Paragraph (c) seems, at first glance, to require the institution of court proceedings. But on second thought it will be preceived that court action is needed when one party, after entering into the contract to arbitrate, neglets, fails or refuses to arbitrate as provided in paragraph (d) It may also be applied where the arbitrator has not been selected by the parties who have agreed to arbitrate. The section does not mean there can be no arbitration without a previous court actuation.
The case between herein litigants has not required court intervention from the beginning, because they had named the arbitrator: the Administration Service2 and necessarily the proper officer, thereof, Severo Puncan. And this defendant should not be permitted to question the authority of said officer now, because he voluntarily submitted his evidence to him; and he only turned around to deny such authority when the resultant verdict adversely affected his pocket. He even appealed to the Secretary of Labor, and without questioning Puncan's authority, pleaded for exoneration on the merits.3
So much for court initiative, and arbitrator's appointment. As to the arbitration proceedings, Republic Act No. 876 contains provisions about the procedure to be adopted by arbitrators, their oath, the hearings, and the form and content of the award. Even so, herein appellant asserted no prejudicial departure therefrom.

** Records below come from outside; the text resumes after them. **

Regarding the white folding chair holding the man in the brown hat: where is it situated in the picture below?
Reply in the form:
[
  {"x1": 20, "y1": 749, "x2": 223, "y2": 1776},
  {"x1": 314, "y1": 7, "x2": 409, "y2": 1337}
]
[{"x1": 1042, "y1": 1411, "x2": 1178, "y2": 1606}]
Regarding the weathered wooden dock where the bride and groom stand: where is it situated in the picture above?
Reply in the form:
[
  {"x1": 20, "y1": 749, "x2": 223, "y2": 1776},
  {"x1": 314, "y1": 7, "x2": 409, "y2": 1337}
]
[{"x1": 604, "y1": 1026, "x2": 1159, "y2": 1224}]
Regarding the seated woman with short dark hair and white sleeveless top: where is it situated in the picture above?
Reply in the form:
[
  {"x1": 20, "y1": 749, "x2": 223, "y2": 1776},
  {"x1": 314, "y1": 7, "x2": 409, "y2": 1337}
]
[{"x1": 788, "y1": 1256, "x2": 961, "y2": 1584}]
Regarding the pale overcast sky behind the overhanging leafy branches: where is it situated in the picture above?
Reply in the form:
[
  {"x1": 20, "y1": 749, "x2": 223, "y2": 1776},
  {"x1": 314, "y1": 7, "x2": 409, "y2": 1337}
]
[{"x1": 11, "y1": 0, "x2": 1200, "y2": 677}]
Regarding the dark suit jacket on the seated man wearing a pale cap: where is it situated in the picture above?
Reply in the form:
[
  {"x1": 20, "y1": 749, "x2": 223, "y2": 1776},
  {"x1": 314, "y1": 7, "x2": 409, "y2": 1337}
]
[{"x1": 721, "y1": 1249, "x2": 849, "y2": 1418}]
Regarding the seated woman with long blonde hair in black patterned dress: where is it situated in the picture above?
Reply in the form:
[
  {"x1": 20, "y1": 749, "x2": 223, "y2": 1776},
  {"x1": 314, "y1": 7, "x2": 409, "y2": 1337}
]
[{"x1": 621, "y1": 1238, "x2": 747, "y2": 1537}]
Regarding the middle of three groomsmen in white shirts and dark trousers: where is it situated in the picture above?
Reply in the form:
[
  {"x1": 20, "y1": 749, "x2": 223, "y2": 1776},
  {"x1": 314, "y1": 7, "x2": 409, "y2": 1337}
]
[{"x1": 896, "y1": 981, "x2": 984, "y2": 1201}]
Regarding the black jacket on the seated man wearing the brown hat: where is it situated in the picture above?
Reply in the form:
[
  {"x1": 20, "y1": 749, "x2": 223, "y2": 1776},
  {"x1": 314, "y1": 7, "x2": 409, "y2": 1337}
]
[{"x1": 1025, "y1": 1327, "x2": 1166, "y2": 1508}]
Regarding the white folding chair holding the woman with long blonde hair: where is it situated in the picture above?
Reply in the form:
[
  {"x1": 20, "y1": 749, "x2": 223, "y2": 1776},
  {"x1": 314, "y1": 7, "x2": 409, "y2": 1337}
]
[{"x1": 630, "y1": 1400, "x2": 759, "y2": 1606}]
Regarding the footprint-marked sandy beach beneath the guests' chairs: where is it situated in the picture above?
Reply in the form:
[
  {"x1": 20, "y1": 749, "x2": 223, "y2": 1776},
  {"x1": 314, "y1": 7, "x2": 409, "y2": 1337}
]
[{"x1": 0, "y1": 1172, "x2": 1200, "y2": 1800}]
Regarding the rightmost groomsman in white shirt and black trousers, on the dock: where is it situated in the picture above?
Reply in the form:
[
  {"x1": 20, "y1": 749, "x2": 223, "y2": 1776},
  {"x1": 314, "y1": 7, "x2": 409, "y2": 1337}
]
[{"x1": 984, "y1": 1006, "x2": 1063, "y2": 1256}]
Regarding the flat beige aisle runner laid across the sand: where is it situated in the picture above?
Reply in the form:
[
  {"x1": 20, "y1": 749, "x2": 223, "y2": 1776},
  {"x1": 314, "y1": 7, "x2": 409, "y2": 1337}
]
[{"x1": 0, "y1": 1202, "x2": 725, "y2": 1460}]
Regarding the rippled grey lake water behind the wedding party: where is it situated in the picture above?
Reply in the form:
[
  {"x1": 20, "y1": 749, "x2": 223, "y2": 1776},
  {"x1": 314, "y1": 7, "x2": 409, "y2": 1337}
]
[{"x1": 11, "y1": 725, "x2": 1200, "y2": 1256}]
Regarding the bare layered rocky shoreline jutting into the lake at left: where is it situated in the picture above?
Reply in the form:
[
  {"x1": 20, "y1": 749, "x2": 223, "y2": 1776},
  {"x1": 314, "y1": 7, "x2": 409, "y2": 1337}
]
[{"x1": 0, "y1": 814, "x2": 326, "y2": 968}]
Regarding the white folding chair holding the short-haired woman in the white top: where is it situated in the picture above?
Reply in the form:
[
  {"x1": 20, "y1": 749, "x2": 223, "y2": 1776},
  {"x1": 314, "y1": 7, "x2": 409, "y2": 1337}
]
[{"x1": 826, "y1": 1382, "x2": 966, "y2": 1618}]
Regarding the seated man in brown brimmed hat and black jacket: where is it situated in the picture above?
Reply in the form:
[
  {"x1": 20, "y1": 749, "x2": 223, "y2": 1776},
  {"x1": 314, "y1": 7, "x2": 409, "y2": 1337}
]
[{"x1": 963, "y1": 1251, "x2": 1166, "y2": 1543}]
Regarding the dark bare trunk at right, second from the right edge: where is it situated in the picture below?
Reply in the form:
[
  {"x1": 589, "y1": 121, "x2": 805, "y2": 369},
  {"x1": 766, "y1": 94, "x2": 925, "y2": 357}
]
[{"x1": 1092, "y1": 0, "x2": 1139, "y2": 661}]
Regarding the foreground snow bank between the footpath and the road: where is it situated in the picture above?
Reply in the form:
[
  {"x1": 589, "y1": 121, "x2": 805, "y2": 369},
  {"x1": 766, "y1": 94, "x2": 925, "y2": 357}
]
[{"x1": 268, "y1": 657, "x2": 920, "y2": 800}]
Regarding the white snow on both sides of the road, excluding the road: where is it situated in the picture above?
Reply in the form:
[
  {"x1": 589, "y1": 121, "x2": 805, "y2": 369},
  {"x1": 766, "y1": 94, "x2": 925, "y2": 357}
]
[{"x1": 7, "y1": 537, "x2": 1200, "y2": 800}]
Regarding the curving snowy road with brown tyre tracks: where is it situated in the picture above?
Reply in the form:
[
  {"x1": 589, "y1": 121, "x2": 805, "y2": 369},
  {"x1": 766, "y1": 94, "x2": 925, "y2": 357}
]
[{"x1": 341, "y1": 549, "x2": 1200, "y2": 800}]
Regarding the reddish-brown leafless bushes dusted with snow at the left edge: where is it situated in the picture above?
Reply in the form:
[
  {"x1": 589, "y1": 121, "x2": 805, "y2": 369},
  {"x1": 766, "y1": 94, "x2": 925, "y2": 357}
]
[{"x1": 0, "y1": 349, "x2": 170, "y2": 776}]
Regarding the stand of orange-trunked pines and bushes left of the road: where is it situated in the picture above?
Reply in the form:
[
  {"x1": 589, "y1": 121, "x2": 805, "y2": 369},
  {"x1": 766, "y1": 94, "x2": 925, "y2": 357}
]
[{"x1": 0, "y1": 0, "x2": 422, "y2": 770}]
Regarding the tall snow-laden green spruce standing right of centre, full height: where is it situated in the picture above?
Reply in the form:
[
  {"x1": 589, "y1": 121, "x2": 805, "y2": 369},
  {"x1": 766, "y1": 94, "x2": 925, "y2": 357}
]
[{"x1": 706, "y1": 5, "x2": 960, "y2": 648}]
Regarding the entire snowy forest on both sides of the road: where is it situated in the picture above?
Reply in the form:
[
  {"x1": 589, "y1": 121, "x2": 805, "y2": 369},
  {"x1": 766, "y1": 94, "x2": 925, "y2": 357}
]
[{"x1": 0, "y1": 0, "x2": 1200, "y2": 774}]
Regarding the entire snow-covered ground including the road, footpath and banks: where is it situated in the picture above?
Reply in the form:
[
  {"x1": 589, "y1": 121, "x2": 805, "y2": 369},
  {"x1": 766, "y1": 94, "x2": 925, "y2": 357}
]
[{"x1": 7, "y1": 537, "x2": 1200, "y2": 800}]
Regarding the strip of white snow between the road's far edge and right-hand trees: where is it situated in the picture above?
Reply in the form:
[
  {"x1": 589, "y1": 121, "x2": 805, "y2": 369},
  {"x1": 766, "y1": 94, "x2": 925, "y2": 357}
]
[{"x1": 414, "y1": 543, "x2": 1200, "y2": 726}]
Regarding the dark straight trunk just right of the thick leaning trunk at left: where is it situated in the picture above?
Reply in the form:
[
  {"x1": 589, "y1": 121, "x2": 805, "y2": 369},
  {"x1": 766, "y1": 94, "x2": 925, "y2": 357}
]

As already stated. Republic Act No. 876 did not require court intervention (in the case at bar) prior to the award of the arbitrator, no ground for it having arisen, as the parties voluntarily took steps to carry out the settlement process down to the arbiter's decision. It was only after such award, when defendant refused to comply that judicial action became necessary, thru the means afforded by the statute:
SEC. 23. Confirmation of award. — At any time within one month after the award is made, any party to the controversy which was arbitrated may apply to the court having jurisdiction, as provided thereupon the court must grant such order unless the award is vacated, modified or corrected, as prescribed herein. . . .
SEC. 27. Judgment. — Upon the granting of an order confirming, modifying or correcting an award, judgment maybe entered in conformity therewith in the court wherein said application was filed. . . . (Republic Act 876.) .
These provisions, we believe, apply whether or not the court intervened from the very beginning.
Now then, examining the complaint and the judgment entered herein in the light of the above directions, we find substantial conformity therewith; so much so that defendant raised no issue on the same.
Wherefore, the judgment should be, and is hereby affirmed, with costs. So ordered.
Paras, C.J., Bengzon, Montemayor, Reyes, A., Bautista Angelo, Labrador, Reyes, J.B.L., Endencia and Felix, JJ., concur.
1 It also claimed lack of supporting evidence; but in this appeal the point is not touched upon.
2 Which was authorized by law to act as arbitrator. (Sec. 2059 (d) Rev. Adm. Code, sec. 12, Rep. Act No. 602.)
3 The Secretary of Labor affirmed the verdict.